I'd go with a much smaller fuse than a 0.5 or 1 amp fuse. Those LED's generally draw a maximum amperage of 15mA. A 0.5 amp is 500mA and that LED will be fried long before that fuse goes pop. The 0.5 amp will save the wiring, but not the LED.
Neal- that's the goal, protect the wiring. The LED's most of us are using have a built-in resistor so we won't be blowing them to bits by putting 12v of power to them.
I've been told anything less than 5amps is fine. Just be sure to put the fuse as close to the GPR as you can, and keep the wire tied up as best as possible. The goal here is to not have a long piece of wire with voltage running through it should things go haywire.
Neal- that's the goal, protect the wiring. The LED's most of us are using have a built-in resistor so we won't be blowing them to bits by putting 12v of power to them.

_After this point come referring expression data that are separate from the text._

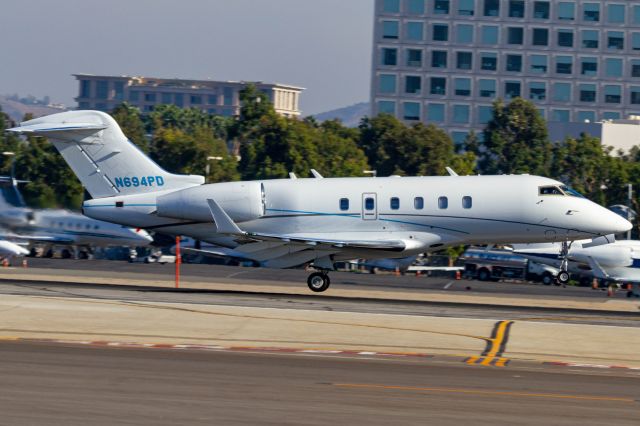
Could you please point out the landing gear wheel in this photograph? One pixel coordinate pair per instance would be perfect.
(318, 282)
(563, 277)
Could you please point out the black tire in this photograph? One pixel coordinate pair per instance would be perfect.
(547, 278)
(318, 282)
(484, 275)
(563, 277)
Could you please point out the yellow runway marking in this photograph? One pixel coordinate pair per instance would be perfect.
(484, 392)
(496, 345)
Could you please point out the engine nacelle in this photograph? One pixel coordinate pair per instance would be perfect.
(243, 201)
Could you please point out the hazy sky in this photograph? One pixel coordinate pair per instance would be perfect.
(322, 45)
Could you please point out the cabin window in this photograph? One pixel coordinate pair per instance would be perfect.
(467, 202)
(395, 203)
(551, 190)
(443, 203)
(369, 204)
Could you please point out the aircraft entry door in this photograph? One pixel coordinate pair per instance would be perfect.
(369, 206)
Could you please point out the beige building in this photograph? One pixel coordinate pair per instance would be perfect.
(104, 93)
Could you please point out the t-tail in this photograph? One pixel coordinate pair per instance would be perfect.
(102, 157)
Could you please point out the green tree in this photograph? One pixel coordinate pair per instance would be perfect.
(515, 140)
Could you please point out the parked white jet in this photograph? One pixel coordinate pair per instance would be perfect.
(617, 262)
(286, 223)
(52, 227)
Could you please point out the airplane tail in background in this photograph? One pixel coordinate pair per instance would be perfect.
(102, 157)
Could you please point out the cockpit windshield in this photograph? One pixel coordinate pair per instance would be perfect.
(562, 190)
(571, 192)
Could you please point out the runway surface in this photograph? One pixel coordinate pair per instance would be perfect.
(60, 385)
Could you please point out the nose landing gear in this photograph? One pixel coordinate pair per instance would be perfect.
(318, 282)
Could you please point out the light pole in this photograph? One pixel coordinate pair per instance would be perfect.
(207, 168)
(13, 161)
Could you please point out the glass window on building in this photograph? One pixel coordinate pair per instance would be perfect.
(589, 66)
(387, 83)
(566, 10)
(491, 7)
(440, 32)
(512, 89)
(466, 7)
(562, 115)
(489, 34)
(118, 90)
(415, 31)
(387, 107)
(564, 65)
(85, 88)
(612, 94)
(615, 13)
(636, 14)
(461, 114)
(435, 113)
(389, 56)
(489, 61)
(590, 39)
(438, 86)
(586, 116)
(591, 12)
(537, 91)
(562, 92)
(635, 95)
(391, 6)
(515, 35)
(615, 40)
(539, 64)
(464, 33)
(486, 88)
(588, 92)
(390, 30)
(485, 114)
(464, 60)
(441, 7)
(414, 57)
(415, 7)
(439, 59)
(635, 68)
(516, 8)
(635, 41)
(102, 89)
(411, 111)
(565, 38)
(412, 84)
(462, 86)
(540, 37)
(514, 63)
(541, 9)
(613, 67)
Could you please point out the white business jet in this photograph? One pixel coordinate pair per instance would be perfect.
(616, 262)
(285, 223)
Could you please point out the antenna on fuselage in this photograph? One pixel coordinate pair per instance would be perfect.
(315, 174)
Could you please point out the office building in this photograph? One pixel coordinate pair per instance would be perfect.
(104, 93)
(445, 61)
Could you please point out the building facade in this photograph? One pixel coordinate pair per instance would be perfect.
(445, 61)
(104, 93)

I've been told anything less than 5amps is fine. Just be sure to put the fuse as close to the GPR as you can, and keep the wire tied up as best as possible. The goal here is to not have a long piece of wire with voltage running through it should things go haywire.
I have my fuse holder right near the relay post, so that the entire length of the wire is protected. I have a 1 amp fuse. I used 14 ga speaker wire to run inside the truck. It was easy because the wiring was already there from my old switched 10k mod. I put the LED i n the dash where the switch used to be.